What Is Form 1098: Mortgage Interest Statement?

Let me explain Form 1098 directly to you—it's a tax document you'll get as a homeowner if you've paid $600 or more in mortgage interest during the year. Your lender sends it to you so you can use it when filing your annual taxes.

This form includes key details like your name and taxpayer identification number (TIN), your address, your lender's name and TIN, their address, the number of properties securing the mortgage, the amount of mortgage interest you paid, the outstanding mortgage principal, any refund of overpaid interest, mortgage insurance premiums, and points paid on the purchase of your principal residence.

Key Takeaways

Understand that Form 1098 is a tax form outlining the interest, insurance premiums, and points you've paid on your mortgage. Lenders send it to you and the IRS. If you receive one, you can potentially deduct that mortgage interest on your yearly taxes. Remember, there are other 1098 forms for things like student loan interest or tuition payments that report tax-deductible amounts.

Who Receives Form 1098?

Mortgage lenders send Form 1098 to the IRS and a copy to you as the primary borrower. They do this if you've paid $600 or more in interest; if it's less, you might not get one. If you have multiple mortgages, expect a separate Form 1098 for each.

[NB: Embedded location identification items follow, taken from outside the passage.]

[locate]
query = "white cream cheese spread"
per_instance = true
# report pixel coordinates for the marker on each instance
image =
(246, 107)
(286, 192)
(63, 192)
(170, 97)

Rules for Deducting Mortgage Interest

The IRS sets specific rules for deducting mortgage interest, so pay attention. Your home must qualify— it has to be your main residence or a second home with sleeping, cooking, and bathroom facilities. The mortgage needs to be a secured debt. You can deduct interest on the first $750,000 of your mortgage, or $375,000 if married filing separately. For mortgages before December 16, 2017, the limits are $1 million and $500,000 respectively.

Note that the Tax Cuts and Jobs Act of 2017 adjusted the maximum mortgage amount for interest deductions.

How To Claim a Mortgage Interest Deduction

If you're claiming your mortgage interest as a deduction, start by verifying the accuracy of the Form 1098 from your lender. Look in Box 1 for the interest amount paid. You'll file this on Form 1040 or 1040-SR, reporting all itemized deductions on Schedule A, specifically line 8a for mortgage interest.

On mortgage points—these are fees paid to lower your interest rate, and they're listed on Form 1098 too. You might deduct them. Choose between itemized deductions and the standard deduction; if itemizing, including mortgage interest, lowers your taxable income more, go with that to save on taxes.

Other 1098 Tax Forms

Beyond the mortgage interest statement, there are several other 1098 forms, each tied to specific tax deductions. Let me break them down for you.

Form 1098-C

This form covers donations of motor vehicles, boats, or airplanes. If you donate a qualified vehicle worth more than $500, the receiving charity files Form 1098-C with the IRS, and you get a copy to potentially claim a deduction.

Form 1098-E

Student loan servicers send Form 1098-E to borrowers who've paid $600 or more in interest, with a copy to the IRS. You can use it to deduct some of that interest on your taxes.

Form 1098-T

Educational institutions file Form 1098-T for students who've paid qualified tuition and expenses, sending copies to the IRS and the student. Use this to claim education tax credits like the American Opportunity Tax Credit or Lifetime Learning Credit.

Form 1098-MA

This form reports mortgage assistance payments from the HFA Hardest Hit Fund. It helps you figure out how much mortgage interest remains deductible after receiving such assistance.

The Bottom Line

As a homeowner, if you've paid mortgage interest or points, you might claim a tax deduction using Form 1098 from your lender. Follow IRS rules precisely for this. Other 1098 forms could give you more itemized deductions on your taxes.